Seperti keruhnya air sungai Ciliwung, hitam kotor dan semerbak tak sedap. Hanya penelusuran kehulu yg dapat memberikan air yg lebih jernih. Karena ditengah jalan, terlalu banyak lumpur, air buangan dan kotoran yg masuk ke sungai dari orang2 yg tidak bertanggung jawab, bercampur dengan sumber dari mata air yg jernih, hingga setibanya dibagian hilir menjadi hitam pekat seperti kegelapan. Demikian dan selalu demikian perumpamaan sebuah ajaran dan faham yg ada pada kehidupan.

Adapun diceritakan proses penciptaan alam semesta didalam Al-Kitab pada Kitab Kejadian, setelah dalam 6 hari (masa) Tuhan mencipta, maka masuklah kepada hari yg ke 7. Tuhan beristirahat. Disitu bukan berarti Tuhan lelah, tetapi masa itu dijadikan tanda bahwa Tuhan selesai dari proses penciptaan atas segala sesuatu pada hari ke 7. Inilah hari yg dimuliakan, hari terakhir, hari ke 7.

Juga menjadi bahan ingatan manusia, bahwa segala sesuatu yg ada di alam semesta ini – yg mencipta adalah Tuhan, yg mengatur juga Tuhan. Semua makhluk tunduk patuh pada aturan Tuhan. Maka tidaklah pantas jika ada manusia merasa dirinya dapat mengambil hak Tuhan untuk mengatur manusia lainnya menurut kepentingannya sendiri, karena itu adalah esensi perbudakan. Dan perbudakkan amat dibenci Nya.
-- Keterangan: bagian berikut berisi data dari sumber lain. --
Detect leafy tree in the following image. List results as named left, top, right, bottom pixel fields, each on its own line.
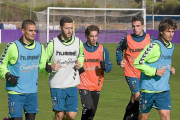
left=154, top=0, right=180, bottom=15
left=1, top=9, right=13, bottom=21
left=135, top=0, right=141, bottom=4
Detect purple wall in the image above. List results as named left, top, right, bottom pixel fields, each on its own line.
left=1, top=29, right=39, bottom=43
left=1, top=30, right=179, bottom=44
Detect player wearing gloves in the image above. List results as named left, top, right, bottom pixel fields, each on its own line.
left=5, top=72, right=19, bottom=85
left=78, top=25, right=112, bottom=120
left=0, top=20, right=60, bottom=120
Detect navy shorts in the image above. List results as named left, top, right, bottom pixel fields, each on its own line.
left=50, top=86, right=78, bottom=112
left=140, top=91, right=171, bottom=113
left=125, top=76, right=140, bottom=94
left=8, top=93, right=38, bottom=117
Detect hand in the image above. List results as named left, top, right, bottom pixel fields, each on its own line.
left=78, top=67, right=85, bottom=74
left=51, top=61, right=61, bottom=71
left=74, top=60, right=81, bottom=70
left=5, top=72, right=19, bottom=85
left=46, top=62, right=52, bottom=73
left=170, top=67, right=175, bottom=74
left=100, top=61, right=106, bottom=70
left=156, top=68, right=166, bottom=76
left=120, top=60, right=126, bottom=68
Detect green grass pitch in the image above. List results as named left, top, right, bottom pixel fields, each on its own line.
left=0, top=43, right=180, bottom=120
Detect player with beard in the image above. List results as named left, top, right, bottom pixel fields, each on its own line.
left=45, top=16, right=84, bottom=120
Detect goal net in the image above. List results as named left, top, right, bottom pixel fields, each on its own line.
left=35, top=7, right=146, bottom=43
left=146, top=15, right=180, bottom=30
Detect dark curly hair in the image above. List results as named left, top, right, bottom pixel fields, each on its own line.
left=158, top=18, right=177, bottom=37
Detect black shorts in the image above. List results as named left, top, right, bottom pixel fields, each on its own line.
left=79, top=89, right=100, bottom=110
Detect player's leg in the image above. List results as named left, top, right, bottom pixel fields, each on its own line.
left=123, top=99, right=134, bottom=120
left=24, top=93, right=38, bottom=120
left=54, top=111, right=64, bottom=120
left=25, top=113, right=36, bottom=120
left=50, top=88, right=66, bottom=120
left=79, top=89, right=94, bottom=120
left=63, top=112, right=77, bottom=120
left=131, top=100, right=140, bottom=120
left=123, top=76, right=138, bottom=120
left=139, top=92, right=154, bottom=120
left=65, top=86, right=79, bottom=120
left=155, top=91, right=171, bottom=120
left=159, top=110, right=170, bottom=120
left=88, top=91, right=100, bottom=120
left=128, top=77, right=140, bottom=120
left=8, top=94, right=25, bottom=120
left=139, top=113, right=150, bottom=120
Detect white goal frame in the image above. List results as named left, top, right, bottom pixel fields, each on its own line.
left=47, top=7, right=146, bottom=43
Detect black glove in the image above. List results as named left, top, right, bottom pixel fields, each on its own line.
left=78, top=67, right=85, bottom=74
left=5, top=72, right=19, bottom=85
left=100, top=61, right=106, bottom=70
left=45, top=62, right=52, bottom=73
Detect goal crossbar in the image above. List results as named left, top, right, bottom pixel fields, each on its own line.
left=47, top=7, right=146, bottom=43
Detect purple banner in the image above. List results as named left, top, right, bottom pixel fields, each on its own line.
left=1, top=29, right=39, bottom=43
left=1, top=30, right=179, bottom=44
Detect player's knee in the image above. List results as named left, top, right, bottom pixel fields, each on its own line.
left=66, top=112, right=77, bottom=120
left=55, top=111, right=64, bottom=119
left=25, top=113, right=36, bottom=120
left=162, top=115, right=170, bottom=120
left=166, top=116, right=170, bottom=120
left=85, top=105, right=94, bottom=111
left=126, top=101, right=134, bottom=110
left=159, top=110, right=170, bottom=120
left=134, top=92, right=140, bottom=101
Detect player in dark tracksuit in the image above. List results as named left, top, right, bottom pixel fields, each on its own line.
left=78, top=25, right=112, bottom=120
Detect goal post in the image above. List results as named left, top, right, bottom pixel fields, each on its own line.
left=46, top=7, right=146, bottom=43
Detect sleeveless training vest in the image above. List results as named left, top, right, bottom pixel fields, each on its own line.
left=124, top=34, right=151, bottom=79
left=140, top=40, right=174, bottom=91
left=49, top=37, right=80, bottom=88
left=6, top=40, right=41, bottom=93
left=78, top=44, right=104, bottom=91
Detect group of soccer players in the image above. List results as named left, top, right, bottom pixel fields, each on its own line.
left=116, top=16, right=176, bottom=120
left=0, top=15, right=177, bottom=120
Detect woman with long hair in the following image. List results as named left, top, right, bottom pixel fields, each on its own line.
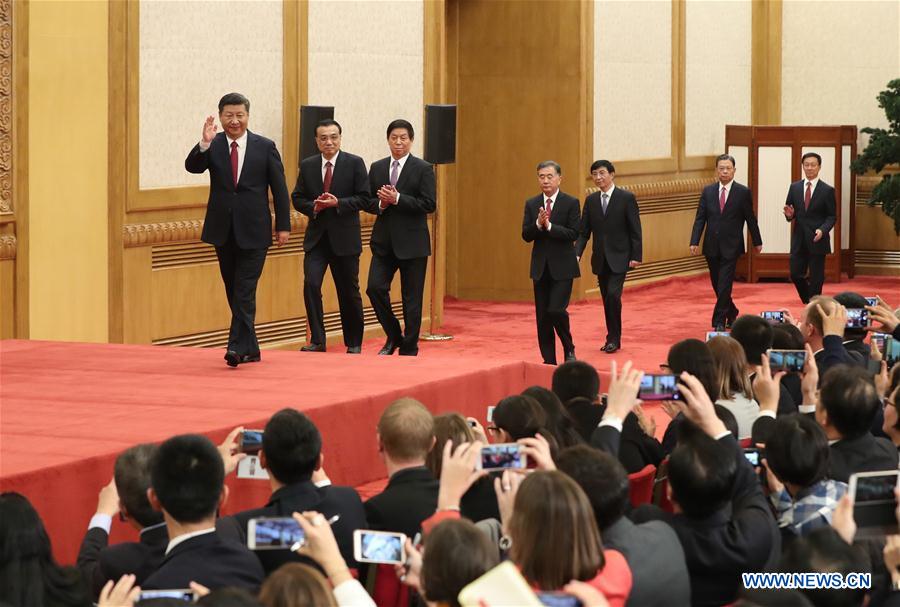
left=708, top=336, right=759, bottom=438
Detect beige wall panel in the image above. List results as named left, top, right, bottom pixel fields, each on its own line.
left=123, top=247, right=153, bottom=344
left=841, top=146, right=851, bottom=249
left=729, top=146, right=749, bottom=185
left=151, top=261, right=232, bottom=340
left=641, top=210, right=698, bottom=261
left=782, top=1, right=899, bottom=148
left=685, top=0, right=751, bottom=157
left=139, top=0, right=284, bottom=189
left=855, top=205, right=900, bottom=252
left=308, top=0, right=423, bottom=166
left=757, top=146, right=793, bottom=254
left=595, top=0, right=671, bottom=161
left=29, top=0, right=109, bottom=342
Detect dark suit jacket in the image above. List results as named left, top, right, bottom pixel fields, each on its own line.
left=222, top=481, right=366, bottom=573
left=785, top=179, right=836, bottom=255
left=365, top=155, right=436, bottom=259
left=522, top=192, right=581, bottom=281
left=602, top=516, right=691, bottom=607
left=576, top=187, right=643, bottom=275
left=141, top=531, right=264, bottom=592
left=77, top=523, right=168, bottom=598
left=292, top=151, right=370, bottom=256
left=690, top=181, right=762, bottom=260
left=633, top=435, right=780, bottom=607
left=844, top=339, right=871, bottom=368
left=186, top=131, right=291, bottom=249
left=567, top=399, right=664, bottom=473
left=815, top=335, right=855, bottom=384
left=364, top=466, right=438, bottom=538
left=829, top=433, right=899, bottom=483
Musa menjadikan hari ke 7 sebagai hari suci untuk manusia, dan hari itu wajib disucikan. Didalam Taurat begitu banyak ayat2 yg menceritakan bahwa betapa Ibrahim atau Abraham dijadikan sebagai Bapak dari banyak bangsa, bapaknya manusia. Prinsip hidup yg dijalankannya harus diikuti sebagai sebuah standard kebenaran. Maka apa yg dijalankan oleh Musa adalah kebiasaan2 Ibrahim, termasuk mensucikan hari ke 7. Begitupula Yesus yg mengikuti konsep hidup nabi sebelumnya yakni Musa, karena Musa mengikuti ajaran Ibrahim. Kedatangan Yesus bukan untuk mentiadakan hukum Musa (Taurat), tetapi ia datang untuk menggenapi hukum2 Taurat yang sudah diporak porandakan oleh manusia setelahnya (Mat 5:17) & (QS:61/6). Jika konsep yg diperjuangkan Yesus menyimpang dari Musa dan Ibrahim, maka tidaklah mungkin ada perintah dalam Quran untuk mengikuti Ibrahim, Ismail, Ishaq, Musa, dan Isa (Yesus) = QS: 2/136.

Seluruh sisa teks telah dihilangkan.